Impensável imaginar uma cadeia que precise ser protegida dos bandidos mais perigosos. Ela existe e fica em Canoas. Atende pelo pomposo nome de complexo prisional e se diferencia das demais porque não recebe detentos ligados a facções criminosas.
É compreensível e até justificável a posição das autoridades. De nada adiantaria inaugurarem-se dezenas de novas celas se a cultura apodrecida que impera nos presídios brasileiros fosse ali reproduzida. A realidade é amplamente conhecida. O loteamento das galerias entre as facções é um salvo - conduto para que o cumprimento da pena se transforme em plataforma de operações criminosas. A expressão virou clichê e, por isso, perdeu muito da sua força original: a cadeia virou a universidade do crime. É preciso colocar um ponto final e iniciar um novo parágrafo.

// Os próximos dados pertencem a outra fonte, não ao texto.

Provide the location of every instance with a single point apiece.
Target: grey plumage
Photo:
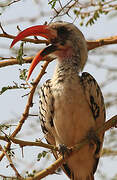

Canoas é uma experiência que deu certo porque suas instalações foram blindadas e nelas não ingressaram justamente os bandidos mais perigosos, os que comandam, de dentro para fora, o tráfico, o roubo e a execução de rivais e de inocentes. Por isso, em ano de eleição, é grande a tentação de empilhar presos nas novas unidades, que devem ser inauguradas nos próximos dias. É preciso ter cuidado. Não se pode comprometer o modelo que funciona, em nome de interesses imediatos.
O sucesso de Canoas expõe ainda mais o tamanho do problema que falta resolver. Até agora, são tímidos e insuficientes os esforços para romper com o poder paralelo que, por fraqueza do Estado, se instalou nos maiores presídios gaúchos.
A inauguração das novas etapas da obra em Canoas é uma boa notícia. Apesar do atraso, deve ser comemorada. Mas não pode eclipsar o debate sobre o passivo que alimenta de forma decisiva o ciclo da violência que transformou Porto Alegre e as maiores cidades gaúchas em locais inseguros.
É bom saber que existe uma cadeia no Rio Grande do Sul onde os condenados cumprem suas penas de forma rigorosa, mas não precisam pagar mais do que devem. São submetidos à autoridade do Estado, mas têm alimentação, higiene e dignidade para buscar a reabilitação.
O próximo passo é o mais complicado. Precisa de dinheiro, coragem e muita força. Transformar o resto do Rio Grande em Canoas é um desafio. Mas, mais cedo ou mais tarde, terá de ser enfrentado.